A major change taking place these days is that people are more and more accessing the internet from mobile devices. For the most part, these have smaller screens than traditional desktop computers, and in the case of small phones, these screens can be very small indeed. A page design that works well when viewed on a large computer monitor can fail catastrophically when accessed through a portable phone.
Given that my work is visual - not text based - the proliferation of small screens is not something that I welcome, but it is also something that I cannot fight. The smartphone is here to stay, and I had better adapt to this trend, or lose viewers.
So I buckled down to the job last month; I looked for websites that were handling this situation well, studied their internal coding, and learned quite a bit about how to create what is coming to be called Responsive Design. I then sketched a number of possible ideas for my new site, and set to work to build it.

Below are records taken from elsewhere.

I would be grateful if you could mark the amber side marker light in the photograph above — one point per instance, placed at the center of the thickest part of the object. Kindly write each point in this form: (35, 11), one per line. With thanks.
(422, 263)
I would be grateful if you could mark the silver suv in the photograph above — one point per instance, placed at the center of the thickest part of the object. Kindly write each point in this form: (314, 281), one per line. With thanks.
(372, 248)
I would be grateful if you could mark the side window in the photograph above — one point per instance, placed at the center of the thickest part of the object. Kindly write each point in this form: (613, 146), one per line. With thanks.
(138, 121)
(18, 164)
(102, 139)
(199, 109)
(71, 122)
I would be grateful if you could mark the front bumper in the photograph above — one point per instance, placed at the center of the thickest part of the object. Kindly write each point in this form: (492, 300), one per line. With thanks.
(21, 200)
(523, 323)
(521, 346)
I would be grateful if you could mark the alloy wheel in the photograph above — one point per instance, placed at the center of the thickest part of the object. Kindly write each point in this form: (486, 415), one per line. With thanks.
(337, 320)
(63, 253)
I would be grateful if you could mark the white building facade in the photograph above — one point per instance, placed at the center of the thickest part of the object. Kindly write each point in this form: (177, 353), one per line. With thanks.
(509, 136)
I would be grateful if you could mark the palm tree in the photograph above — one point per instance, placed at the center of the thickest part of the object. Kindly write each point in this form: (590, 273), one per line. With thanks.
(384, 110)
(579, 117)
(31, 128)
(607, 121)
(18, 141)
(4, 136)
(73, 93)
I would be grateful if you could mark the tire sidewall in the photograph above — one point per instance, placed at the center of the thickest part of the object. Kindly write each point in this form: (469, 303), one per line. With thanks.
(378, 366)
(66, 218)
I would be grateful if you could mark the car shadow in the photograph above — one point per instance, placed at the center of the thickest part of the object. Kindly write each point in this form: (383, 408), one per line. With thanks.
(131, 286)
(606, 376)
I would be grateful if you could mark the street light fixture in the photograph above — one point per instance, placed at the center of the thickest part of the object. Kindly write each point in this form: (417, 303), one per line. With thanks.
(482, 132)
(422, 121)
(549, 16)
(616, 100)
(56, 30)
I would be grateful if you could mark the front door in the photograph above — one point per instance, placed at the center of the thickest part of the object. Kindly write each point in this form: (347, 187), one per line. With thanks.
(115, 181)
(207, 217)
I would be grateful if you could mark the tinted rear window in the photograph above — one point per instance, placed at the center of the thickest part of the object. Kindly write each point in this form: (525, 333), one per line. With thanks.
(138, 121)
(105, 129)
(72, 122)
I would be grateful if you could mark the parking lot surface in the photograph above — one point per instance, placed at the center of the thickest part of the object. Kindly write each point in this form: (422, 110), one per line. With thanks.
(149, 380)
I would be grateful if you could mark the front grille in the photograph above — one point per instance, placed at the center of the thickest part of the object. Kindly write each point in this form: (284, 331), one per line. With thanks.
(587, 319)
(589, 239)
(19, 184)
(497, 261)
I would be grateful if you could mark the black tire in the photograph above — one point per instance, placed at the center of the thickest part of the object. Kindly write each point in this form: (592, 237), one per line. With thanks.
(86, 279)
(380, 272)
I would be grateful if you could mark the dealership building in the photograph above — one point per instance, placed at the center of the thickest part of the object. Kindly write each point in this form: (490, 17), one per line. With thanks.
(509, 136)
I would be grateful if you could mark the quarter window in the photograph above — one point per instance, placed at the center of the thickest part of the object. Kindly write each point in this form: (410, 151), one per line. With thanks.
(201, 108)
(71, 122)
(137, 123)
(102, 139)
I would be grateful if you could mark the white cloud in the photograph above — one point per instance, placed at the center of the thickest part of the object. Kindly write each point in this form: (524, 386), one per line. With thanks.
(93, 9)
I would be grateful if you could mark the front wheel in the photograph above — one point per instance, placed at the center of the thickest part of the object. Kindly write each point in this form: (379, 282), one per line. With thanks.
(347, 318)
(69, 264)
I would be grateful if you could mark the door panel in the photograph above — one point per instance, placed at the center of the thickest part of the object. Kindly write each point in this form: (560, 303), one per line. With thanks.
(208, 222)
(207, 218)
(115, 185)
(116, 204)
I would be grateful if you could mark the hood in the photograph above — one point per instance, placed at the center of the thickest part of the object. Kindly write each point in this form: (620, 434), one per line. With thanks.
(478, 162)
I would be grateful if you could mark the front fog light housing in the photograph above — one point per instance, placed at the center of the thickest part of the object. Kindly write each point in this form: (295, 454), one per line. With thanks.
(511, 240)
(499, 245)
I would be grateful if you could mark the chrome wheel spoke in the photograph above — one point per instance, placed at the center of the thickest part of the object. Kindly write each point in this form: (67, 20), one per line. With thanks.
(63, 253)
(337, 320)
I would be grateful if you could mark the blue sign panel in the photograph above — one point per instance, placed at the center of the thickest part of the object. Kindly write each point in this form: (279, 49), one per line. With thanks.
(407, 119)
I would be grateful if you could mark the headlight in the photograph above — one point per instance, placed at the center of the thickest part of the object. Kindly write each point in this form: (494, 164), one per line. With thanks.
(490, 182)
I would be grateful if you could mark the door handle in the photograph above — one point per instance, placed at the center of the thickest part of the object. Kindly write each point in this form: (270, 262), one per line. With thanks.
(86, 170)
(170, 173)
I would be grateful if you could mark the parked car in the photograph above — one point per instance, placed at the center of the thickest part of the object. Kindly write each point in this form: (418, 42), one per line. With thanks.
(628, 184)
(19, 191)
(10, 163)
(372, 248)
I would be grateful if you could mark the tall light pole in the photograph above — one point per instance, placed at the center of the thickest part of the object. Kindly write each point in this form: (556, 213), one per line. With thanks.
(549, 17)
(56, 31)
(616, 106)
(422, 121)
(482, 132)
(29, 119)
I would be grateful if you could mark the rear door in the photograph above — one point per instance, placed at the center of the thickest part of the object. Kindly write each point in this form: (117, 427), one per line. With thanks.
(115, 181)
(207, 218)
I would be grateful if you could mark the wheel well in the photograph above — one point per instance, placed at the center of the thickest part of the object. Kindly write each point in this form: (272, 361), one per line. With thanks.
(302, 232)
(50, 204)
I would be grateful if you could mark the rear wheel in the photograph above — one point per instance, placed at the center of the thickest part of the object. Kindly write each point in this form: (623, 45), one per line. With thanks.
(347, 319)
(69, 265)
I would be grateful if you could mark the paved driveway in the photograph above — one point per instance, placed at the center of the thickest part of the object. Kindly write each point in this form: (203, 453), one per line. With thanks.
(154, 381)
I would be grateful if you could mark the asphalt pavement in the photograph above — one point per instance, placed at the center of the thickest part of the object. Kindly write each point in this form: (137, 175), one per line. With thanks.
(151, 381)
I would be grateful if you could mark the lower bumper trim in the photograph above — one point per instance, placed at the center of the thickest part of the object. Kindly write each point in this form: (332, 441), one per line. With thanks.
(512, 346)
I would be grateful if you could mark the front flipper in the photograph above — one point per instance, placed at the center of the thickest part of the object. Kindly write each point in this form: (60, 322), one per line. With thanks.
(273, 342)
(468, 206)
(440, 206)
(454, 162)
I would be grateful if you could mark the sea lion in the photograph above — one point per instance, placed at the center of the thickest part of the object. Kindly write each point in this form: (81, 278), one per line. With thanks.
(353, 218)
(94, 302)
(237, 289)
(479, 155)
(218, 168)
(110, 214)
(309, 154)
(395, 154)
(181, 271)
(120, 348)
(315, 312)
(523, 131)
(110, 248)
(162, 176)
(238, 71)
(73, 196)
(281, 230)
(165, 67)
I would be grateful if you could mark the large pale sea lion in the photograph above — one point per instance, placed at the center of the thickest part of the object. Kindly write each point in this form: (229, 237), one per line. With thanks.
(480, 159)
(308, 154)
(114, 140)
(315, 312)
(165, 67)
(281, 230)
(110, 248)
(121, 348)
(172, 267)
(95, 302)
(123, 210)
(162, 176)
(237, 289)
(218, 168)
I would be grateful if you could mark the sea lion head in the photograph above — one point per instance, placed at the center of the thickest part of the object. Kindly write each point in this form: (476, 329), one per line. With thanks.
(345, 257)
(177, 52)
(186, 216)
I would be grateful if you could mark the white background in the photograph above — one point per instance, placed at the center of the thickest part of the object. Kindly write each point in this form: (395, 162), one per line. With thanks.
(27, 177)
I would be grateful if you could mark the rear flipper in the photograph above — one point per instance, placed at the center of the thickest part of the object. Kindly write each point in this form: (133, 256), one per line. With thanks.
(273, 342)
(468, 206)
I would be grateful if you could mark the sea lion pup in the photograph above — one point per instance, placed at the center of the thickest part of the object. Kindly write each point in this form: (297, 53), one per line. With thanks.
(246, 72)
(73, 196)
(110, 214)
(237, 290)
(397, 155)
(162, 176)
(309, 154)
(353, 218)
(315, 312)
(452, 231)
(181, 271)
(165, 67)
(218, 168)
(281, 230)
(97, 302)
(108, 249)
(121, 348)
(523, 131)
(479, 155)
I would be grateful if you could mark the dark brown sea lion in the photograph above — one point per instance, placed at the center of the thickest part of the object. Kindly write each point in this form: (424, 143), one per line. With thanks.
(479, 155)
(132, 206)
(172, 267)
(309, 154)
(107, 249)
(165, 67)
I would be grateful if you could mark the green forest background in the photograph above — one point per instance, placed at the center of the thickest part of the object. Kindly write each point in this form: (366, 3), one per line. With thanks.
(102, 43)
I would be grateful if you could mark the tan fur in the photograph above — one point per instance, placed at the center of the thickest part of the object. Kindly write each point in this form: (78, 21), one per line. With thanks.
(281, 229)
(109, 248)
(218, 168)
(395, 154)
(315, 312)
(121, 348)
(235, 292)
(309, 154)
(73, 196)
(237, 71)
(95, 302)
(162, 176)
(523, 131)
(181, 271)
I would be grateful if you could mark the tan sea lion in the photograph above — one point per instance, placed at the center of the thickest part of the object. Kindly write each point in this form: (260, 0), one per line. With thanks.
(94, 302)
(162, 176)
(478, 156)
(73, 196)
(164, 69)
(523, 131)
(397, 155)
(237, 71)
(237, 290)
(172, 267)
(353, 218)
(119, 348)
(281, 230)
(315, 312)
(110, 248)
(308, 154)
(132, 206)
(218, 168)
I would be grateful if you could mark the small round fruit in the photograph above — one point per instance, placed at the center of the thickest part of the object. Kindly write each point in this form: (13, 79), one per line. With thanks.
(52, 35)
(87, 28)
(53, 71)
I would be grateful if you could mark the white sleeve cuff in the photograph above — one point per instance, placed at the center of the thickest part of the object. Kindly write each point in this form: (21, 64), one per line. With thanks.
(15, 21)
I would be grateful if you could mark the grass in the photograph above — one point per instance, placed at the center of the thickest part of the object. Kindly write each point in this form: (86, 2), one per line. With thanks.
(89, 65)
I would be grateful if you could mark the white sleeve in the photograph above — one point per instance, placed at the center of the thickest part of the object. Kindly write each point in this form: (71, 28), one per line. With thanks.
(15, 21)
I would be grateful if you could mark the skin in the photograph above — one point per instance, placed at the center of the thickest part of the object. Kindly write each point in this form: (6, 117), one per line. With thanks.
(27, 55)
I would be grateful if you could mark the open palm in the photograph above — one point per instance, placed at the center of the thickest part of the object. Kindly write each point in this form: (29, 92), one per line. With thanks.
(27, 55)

This was all going on while I was still busy with printing work on the final print in the previous series, so for the most part, I did the computer work in the evenings. And as anybody who has been in a similar situation will instantly understand - working on an interesting computer programming situation in the evenings will inevitably lead to a later and later bedtime. One tends not to notice the passage of time, and suddenly it's one o'clock, or much later. I 'sleep in' the next morning as a consequence, thus making the next evening even later, and after a few days of this, I find myself one 'evening' noticing a gradual lightening of the sky out the window behind my computer screen. I've pulled an all-nighter!
Because I live alone, none of this really makes much difference. I'm healthy, eat well, and get plenty of exercise, so I do end up getting the sleep I need, whether it be during the night, or during the day. But this is causing a bit of 'stress' with my mother, who lives in Vancouver - around seven hours 'ahead' of my time zone. We share an internet messaging service, and can thus see when the other person is online. She can do the arithmetic, and when she comes on the computer at around ten in the morning her time and sees that my machine is active - at three AM - she's not so happy about it!
I got a short and sharp email from her the other day when this happened yet again. "Shouldn't you be in bed?!" I refrained from making a quick reply, "Mom, I'm sixty years old; don't nag me!" After all, I understand her concern perfectly, and if I were to see one of my own daughters doing the same thing, I too would send the same kind of email. (And in fact, I'm sure that this is why the two of them rarely use that same message service - they know that their dad would be able to see what they are up to!)
Well, Mom can relax for a while; the new website is ready and published, and I'm back to a more normal routine. And - the new site seems to work perfectly on even the smallest phone screens; 'burning the midnight oil' turned out to be well worth it!